Sharapova’s latest tricks to avoid drug charge

The battle to establish blame for Maria Sharapova’s failed drug test has intensified as the latest elements of her strategy become clear.

See my earlier blogs to understand the way she launched her counter-attack.

As her legal and public relations campaign gains momentum, the aim now is to define the precise question that will be asked by the public, her fellow tennis professionals, the tennis authorities and, most importantly, her sponsors.

The questions her public relations managers want to avoid are these: why was she using a drug for a decade that many others were clearly taking to enhance their performances? This of course was the reason it was banned. Should she not have been more careful when deciding to take such a controversial drug? Is the drug so important to her health that she will have to continue taking it?

She may be one of the few people not taking the drug for performance enhancing purposes – but it still raises the question why so many athletes at the peak of their fitness seemed to be suffering from illnesses that could only be treated with this drug.
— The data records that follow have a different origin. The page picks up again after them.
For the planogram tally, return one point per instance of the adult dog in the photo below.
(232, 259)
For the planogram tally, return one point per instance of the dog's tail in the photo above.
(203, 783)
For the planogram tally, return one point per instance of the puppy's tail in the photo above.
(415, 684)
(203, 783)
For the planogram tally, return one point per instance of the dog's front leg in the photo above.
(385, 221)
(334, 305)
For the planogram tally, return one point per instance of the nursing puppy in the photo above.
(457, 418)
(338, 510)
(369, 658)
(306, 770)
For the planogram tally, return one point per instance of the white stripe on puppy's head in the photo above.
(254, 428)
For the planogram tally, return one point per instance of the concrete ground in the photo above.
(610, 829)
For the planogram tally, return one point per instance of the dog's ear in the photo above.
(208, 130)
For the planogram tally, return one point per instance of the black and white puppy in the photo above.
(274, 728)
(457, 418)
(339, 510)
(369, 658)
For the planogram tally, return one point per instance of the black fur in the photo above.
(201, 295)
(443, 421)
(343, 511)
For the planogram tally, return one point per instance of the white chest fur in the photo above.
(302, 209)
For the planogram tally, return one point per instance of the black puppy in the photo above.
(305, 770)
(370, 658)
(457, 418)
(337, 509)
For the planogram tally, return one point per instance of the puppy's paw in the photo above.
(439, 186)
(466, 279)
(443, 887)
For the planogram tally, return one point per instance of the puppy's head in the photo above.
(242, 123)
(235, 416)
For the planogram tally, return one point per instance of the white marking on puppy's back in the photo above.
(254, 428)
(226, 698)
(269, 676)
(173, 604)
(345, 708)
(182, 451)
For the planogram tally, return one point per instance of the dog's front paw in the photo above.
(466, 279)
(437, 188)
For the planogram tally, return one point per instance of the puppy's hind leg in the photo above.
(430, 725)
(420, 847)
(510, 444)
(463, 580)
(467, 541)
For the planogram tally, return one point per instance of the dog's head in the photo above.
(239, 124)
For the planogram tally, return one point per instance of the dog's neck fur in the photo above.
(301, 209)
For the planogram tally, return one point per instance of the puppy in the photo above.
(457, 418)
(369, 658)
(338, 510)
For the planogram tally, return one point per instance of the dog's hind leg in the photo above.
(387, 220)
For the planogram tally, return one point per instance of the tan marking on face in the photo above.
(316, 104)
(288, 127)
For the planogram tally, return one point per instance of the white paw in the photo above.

In other words, while using the drug meldonoium until the start of this year was technically legal, did her motives stink?

She may have perfectly legitimate answers but it is clear that her minders want to divert attention away from this question.

Instead they want to drag the issue back to her initial defence which was that she was responsible for making a “huge mistake” which is much easier for them to argue with the tennis authorities.

The problem with sustaining this defence is that it is hugely implausible. As many commentators have noted, Sharapova has a strong team of advisers with expertise in public relations, every other aspect of her public image and of course her physical health.

It seems almost inconceivable that she and her team could allow such an error to occur.

And the strategy used in recent days shows that her team realised how weak this position was and that it needed to be backed up by a robust additional tactics.

Some of the elements of this strategy are in place. At its heart is the attempt to discredit everyone who might try to hold her to account.

Her latest Facebook statement is another masterpiece of public relations spin. She reiterates that her comments are all part of her open and honest strategy and she says she has no excuses.

However she also spends several paragraphs providing excuses for failing to be aware the drug was banned from the start of the year. “The communications? They were buried in newsletters, websites, or handouts,” she wrote.

“In order to be aware of this ‘warning’, you had to open an email with a subject line having nothing to do with anti-doping, click on a webpage, enter a password, enter a username, hunt, click, hunt, click, hunt, click, scroll and read.

“I guess some in the media can call that a warning. I think most people would call it too hard to find.”

As others examine the communications, we will discover how legitimate her complaint is – but for now it serves as a clever attempt to explain the “big mistake.”

A second element is to make a generalised attack on her critics – a well-known diversionary tactic used by any organisation under pressure.

She condemned “distorted and exaggerated” reporting; most interestingly she denied taking meldonium every day.

I have looked at a lot of the coverage and I don’t recall anyone saying she was taking the drug every day – but just in case someone did, one can say for certain that this was hardly one of the major allegations.

In fact the only person I remember citing the allegation was her lawyer John J Haggerty. He said he wanted to “disabuse the fact that Maria took mildronate every day for 10 years because that’s simply not the case.”

It is very clever; deny an allegation that, if it was made at all, is totally absurd; create the impression that is a widely-made allegation by denying it several times. And then argue that this probably non-existent allegation is evidence of “distorted and exaggerated” reporting.

This passive aggressive defence (using an image of injured innocence and human eroor to soften a hard-nosed legal strategy) has been as effective as it possibly could be.

And I don’t know whether Sharapova used the drug in all innocence or was aware that it could give her a performance advantage if used in certain quantities.

But the way she is conducting her campaign – particularly the mix of PR spin and legal aggression – mean that I wouldn’t find her case convincing if I was in a jury hearing their evidence.